O carro não teria obedecido ao pedido de parada e começou uma perseguição. Um dos guardas atirou quatro vezes contra o carro. Os tiros acertaram o vidro traseiro e um dos pneus. O carro dos ladrões parou em uma rua próxima a uma quermesse e dois bandidos fugiram a pé.

Os frequentadores da festa notaram que uma criança estava baleada agonizando dentro do carro. O menino foi levado para um hospital da região, mas não resistiu. O caso será investigado pelo DHPP. O delegado responsável pelas investigações apreendeu o carro dos ladrões e o encaminhou para perícia. Inicialmente, não há indícios de que os ocupantes do veículo atiraram contra os guardas. Nenhuma arma foi localizada.

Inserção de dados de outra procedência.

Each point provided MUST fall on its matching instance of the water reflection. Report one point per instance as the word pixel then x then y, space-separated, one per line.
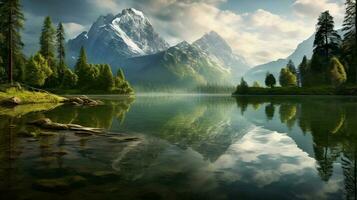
pixel 190 147
pixel 332 124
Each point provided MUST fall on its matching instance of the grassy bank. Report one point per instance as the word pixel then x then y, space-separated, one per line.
pixel 326 90
pixel 27 96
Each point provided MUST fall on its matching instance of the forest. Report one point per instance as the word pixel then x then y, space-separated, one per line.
pixel 333 64
pixel 47 69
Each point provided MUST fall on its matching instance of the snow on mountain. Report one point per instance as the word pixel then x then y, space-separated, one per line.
pixel 219 51
pixel 113 38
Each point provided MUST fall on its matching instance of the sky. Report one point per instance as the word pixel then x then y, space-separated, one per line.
pixel 259 30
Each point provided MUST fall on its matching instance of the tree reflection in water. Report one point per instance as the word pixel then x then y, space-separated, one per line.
pixel 332 125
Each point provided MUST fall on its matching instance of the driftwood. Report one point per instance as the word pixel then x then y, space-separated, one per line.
pixel 82 101
pixel 46 123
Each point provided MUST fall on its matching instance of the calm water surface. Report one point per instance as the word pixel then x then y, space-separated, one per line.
pixel 190 147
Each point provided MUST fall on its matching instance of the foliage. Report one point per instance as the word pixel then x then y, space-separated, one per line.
pixel 243 87
pixel 60 43
pixel 327 40
pixel 105 80
pixel 37 70
pixel 350 40
pixel 337 72
pixel 70 79
pixel 303 70
pixel 291 67
pixel 287 78
pixel 11 23
pixel 30 97
pixel 256 84
pixel 270 80
pixel 47 50
pixel 100 77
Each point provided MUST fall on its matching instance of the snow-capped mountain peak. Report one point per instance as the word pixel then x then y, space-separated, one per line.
pixel 115 37
pixel 219 51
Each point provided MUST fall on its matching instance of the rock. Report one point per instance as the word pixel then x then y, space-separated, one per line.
pixel 59 153
pixel 56 126
pixel 75 104
pixel 59 184
pixel 82 101
pixel 47 134
pixel 83 133
pixel 52 184
pixel 41 122
pixel 77 100
pixel 13 101
pixel 104 174
pixel 26 134
pixel 126 139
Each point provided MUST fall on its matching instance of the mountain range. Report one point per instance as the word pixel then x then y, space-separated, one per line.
pixel 258 73
pixel 128 40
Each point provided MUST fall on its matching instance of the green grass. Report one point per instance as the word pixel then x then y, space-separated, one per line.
pixel 29 97
pixel 321 90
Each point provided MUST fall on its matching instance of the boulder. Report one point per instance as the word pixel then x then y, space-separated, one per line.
pixel 13 101
pixel 59 184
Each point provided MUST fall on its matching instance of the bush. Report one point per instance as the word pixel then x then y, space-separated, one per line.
pixel 37 70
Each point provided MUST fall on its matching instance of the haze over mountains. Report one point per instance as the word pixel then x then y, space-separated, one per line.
pixel 258 73
pixel 129 41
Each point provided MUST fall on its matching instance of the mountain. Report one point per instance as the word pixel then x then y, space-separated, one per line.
pixel 181 66
pixel 114 38
pixel 258 73
pixel 220 52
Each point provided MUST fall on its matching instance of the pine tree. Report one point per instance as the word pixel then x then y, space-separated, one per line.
pixel 270 80
pixel 61 53
pixel 70 79
pixel 47 50
pixel 303 70
pixel 37 70
pixel 327 39
pixel 105 79
pixel 291 66
pixel 350 36
pixel 256 84
pixel 11 23
pixel 337 72
pixel 83 70
pixel 243 87
pixel 287 78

A mãe do menino disse na delegacia que ele nasceu na Bahia, era usuário de drogas e envolvido com más companhias. Em nota, a Prefeitura de São Paulo informou que os GCMs envolvidos no caso foram afastados das funções e que sua conduta será apurada.

O que o policial deveria fazer quando um carro foge da barreira policial? Não é legítimo atirar contra quem se recusa a parar? Não se trata claramente de um caso de bandido em fuga? Se depois é descoberto que um dos bandidos era menor de idade e tinha apenas 11 anos, isso muda alguma coisa?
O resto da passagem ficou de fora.